The country is facing an enormous economic challenge that could result in a financial crisis as debt continues to increase and little is being done to create new sources of income. Adding to the situation is the refusal of the opposition to approve the tax reform that will generate new revenue, the government’s refusal to spending cuts and a “negative” tax collection due to tax evasion, both individual and corporate.
How did we there here?
In 2009, then president Oscar Arias introduced the “Plan Escudo” (Shield Plan), aiming to mitigate the impact of the global crisis. This prompted government spending, especially in public employment, without any genuine increase in revenue.
Since that time numerous obligations were approved, many were noble, but without asking where will the money come from. Add to this the salary and pension situation of the public employees.
Tax evasion, both on sales and income, has become a huge stumbling block for the government. This has led each year the government to borrow, not only to meet basic expenses, but to pay down the debt accumulated in the previous year.
Financial experts say that the country is in a vicious circle: Half of next year’s budget will be financed with debt, and one-third of it will go to pay old debt and interest.
Adelfang says the circle is nothing more than a variant of the Ponzi scheme.
Ponzi schemes occasionally begin legitimately until failure to achieve the returns expected, then continues under fraudulent terms. The scheme get its name from, in the 1920s, in the U.S., when Charles Ponzi promised high returns in a short time for investment in his business.

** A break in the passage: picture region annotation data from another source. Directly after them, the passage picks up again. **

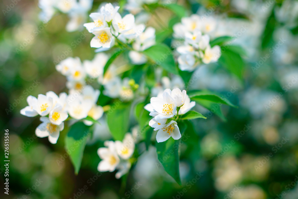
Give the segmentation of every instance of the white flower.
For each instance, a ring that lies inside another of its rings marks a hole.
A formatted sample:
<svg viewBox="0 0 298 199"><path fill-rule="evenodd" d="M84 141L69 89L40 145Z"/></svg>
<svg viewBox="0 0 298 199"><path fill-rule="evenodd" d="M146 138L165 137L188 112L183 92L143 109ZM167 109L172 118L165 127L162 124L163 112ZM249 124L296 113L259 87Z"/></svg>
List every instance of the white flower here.
<svg viewBox="0 0 298 199"><path fill-rule="evenodd" d="M156 135L156 140L158 142L161 142L167 140L171 137L174 140L178 140L181 137L177 122L173 120L158 130Z"/></svg>
<svg viewBox="0 0 298 199"><path fill-rule="evenodd" d="M86 118L93 105L89 100L83 100L81 96L75 95L69 95L67 101L67 112L71 116L76 119Z"/></svg>
<svg viewBox="0 0 298 199"><path fill-rule="evenodd" d="M155 29L151 27L139 34L133 43L134 49L143 51L155 44Z"/></svg>
<svg viewBox="0 0 298 199"><path fill-rule="evenodd" d="M115 144L117 153L120 158L126 160L131 157L134 151L135 144L131 134L126 133L122 142L117 140Z"/></svg>
<svg viewBox="0 0 298 199"><path fill-rule="evenodd" d="M202 36L201 40L199 42L198 47L201 50L204 50L207 46L209 45L210 42L210 37L208 35L205 35Z"/></svg>
<svg viewBox="0 0 298 199"><path fill-rule="evenodd" d="M171 90L168 89L166 89L170 91ZM186 94L186 91L183 90L181 91L181 90L178 88L173 89L171 93L171 96L176 103L177 107L181 106L184 104L185 99L187 95Z"/></svg>
<svg viewBox="0 0 298 199"><path fill-rule="evenodd" d="M193 14L189 17L183 17L181 22L187 31L192 32L195 30L201 29L201 21L198 15Z"/></svg>
<svg viewBox="0 0 298 199"><path fill-rule="evenodd" d="M116 6L114 8L112 4L109 3L100 8L100 12L105 17L105 20L109 22L114 18L119 7Z"/></svg>
<svg viewBox="0 0 298 199"><path fill-rule="evenodd" d="M50 121L52 124L60 125L68 117L68 114L62 108L58 106L51 111L49 115Z"/></svg>
<svg viewBox="0 0 298 199"><path fill-rule="evenodd" d="M77 6L77 0L61 0L58 1L57 7L60 11L66 13Z"/></svg>
<svg viewBox="0 0 298 199"><path fill-rule="evenodd" d="M128 161L123 161L120 163L117 167L118 172L115 175L117 179L121 178L123 175L127 173L131 167L131 163Z"/></svg>
<svg viewBox="0 0 298 199"><path fill-rule="evenodd" d="M113 27L119 33L123 33L132 29L134 26L134 16L128 14L122 18L118 13L117 13L112 21Z"/></svg>
<svg viewBox="0 0 298 199"><path fill-rule="evenodd" d="M147 57L143 53L134 50L128 53L128 56L133 64L140 65L147 62Z"/></svg>
<svg viewBox="0 0 298 199"><path fill-rule="evenodd" d="M179 114L183 115L185 114L195 105L195 102L190 102L190 99L187 95L186 95L185 101L183 105L180 108Z"/></svg>
<svg viewBox="0 0 298 199"><path fill-rule="evenodd" d="M195 30L193 33L187 32L185 33L185 41L188 43L197 48L201 36L202 32L199 30Z"/></svg>
<svg viewBox="0 0 298 199"><path fill-rule="evenodd" d="M218 46L215 46L212 48L210 46L205 50L202 61L206 64L217 61L221 55L221 47Z"/></svg>
<svg viewBox="0 0 298 199"><path fill-rule="evenodd" d="M86 83L83 79L78 81L70 80L66 82L66 87L69 89L69 93L80 91L86 85Z"/></svg>
<svg viewBox="0 0 298 199"><path fill-rule="evenodd" d="M36 98L29 95L27 97L27 102L28 103L28 105L20 111L21 114L25 116L30 117L35 117L38 115L37 112L33 109L34 105L37 104L37 99Z"/></svg>
<svg viewBox="0 0 298 199"><path fill-rule="evenodd" d="M84 24L89 32L92 32L93 30L100 29L107 26L105 15L101 13L91 13L89 15L93 19L94 22L91 22Z"/></svg>
<svg viewBox="0 0 298 199"><path fill-rule="evenodd" d="M182 55L193 55L196 53L195 49L189 45L181 46L177 48L177 52Z"/></svg>
<svg viewBox="0 0 298 199"><path fill-rule="evenodd" d="M182 55L178 57L179 68L181 71L192 71L198 66L195 58L191 55Z"/></svg>
<svg viewBox="0 0 298 199"><path fill-rule="evenodd" d="M37 102L33 105L33 108L40 115L45 116L49 113L53 106L53 99L51 97L40 94L38 95Z"/></svg>
<svg viewBox="0 0 298 199"><path fill-rule="evenodd" d="M101 147L97 151L97 154L102 160L97 167L99 171L113 172L118 166L120 160L117 155L114 142L108 142L108 147Z"/></svg>
<svg viewBox="0 0 298 199"><path fill-rule="evenodd" d="M103 74L103 68L108 58L106 54L102 52L97 53L92 61L84 61L83 64L86 72L94 78L102 76Z"/></svg>
<svg viewBox="0 0 298 199"><path fill-rule="evenodd" d="M111 98L116 98L119 97L122 89L121 82L121 78L116 77L105 83L104 94Z"/></svg>
<svg viewBox="0 0 298 199"><path fill-rule="evenodd" d="M91 117L94 120L97 120L101 117L103 114L103 109L101 106L94 105L88 112L88 116ZM84 123L87 126L91 126L93 122L91 121L84 120Z"/></svg>
<svg viewBox="0 0 298 199"><path fill-rule="evenodd" d="M150 103L157 113L160 115L161 118L170 118L175 115L176 108L176 103L170 94L168 92L164 92L162 98L151 97ZM154 115L157 113L150 113L150 115L152 115L151 114Z"/></svg>
<svg viewBox="0 0 298 199"><path fill-rule="evenodd" d="M104 28L99 30L94 30L92 33L95 35L90 43L94 48L110 48L112 42L112 33L110 28Z"/></svg>
<svg viewBox="0 0 298 199"><path fill-rule="evenodd" d="M99 90L95 89L92 86L87 85L82 90L82 97L84 100L91 101L92 104L96 103L100 94Z"/></svg>
<svg viewBox="0 0 298 199"><path fill-rule="evenodd" d="M159 130L166 125L166 122L167 119L161 118L159 116L159 115L158 115L149 121L149 125L152 128L154 128L154 130Z"/></svg>
<svg viewBox="0 0 298 199"><path fill-rule="evenodd" d="M67 79L69 80L79 81L84 79L86 77L85 70L81 65L71 70L70 74L67 76Z"/></svg>
<svg viewBox="0 0 298 199"><path fill-rule="evenodd" d="M42 123L36 128L35 134L40 138L48 137L49 141L52 144L56 144L59 137L60 132L64 128L64 123L59 125L52 124L46 117L41 117L40 121Z"/></svg>
<svg viewBox="0 0 298 199"><path fill-rule="evenodd" d="M79 67L81 65L81 60L79 57L69 57L62 60L56 65L56 69L63 75L67 76L70 74L72 69Z"/></svg>
<svg viewBox="0 0 298 199"><path fill-rule="evenodd" d="M216 20L212 16L202 18L201 21L201 30L205 34L210 33L213 31L217 24Z"/></svg>
<svg viewBox="0 0 298 199"><path fill-rule="evenodd" d="M66 24L66 31L73 32L82 30L83 24L87 20L86 11L81 8L77 8L69 14L69 21Z"/></svg>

At the beginning Ponzi could fulfill his promises of paying generous interest with the continuous flow of money from people investing every day. It ended when confidence in Ponzi was lost (that is no new investors) because of a publication of the Boston Post revealing the scheme.
While Costa Rica has the confidence of the lenders who believe they will get back their money (and interest), but if the country does not generate substantive changes to improve the situation, since the scheme requires a continual stream of investments, it sooner or later, falls apart.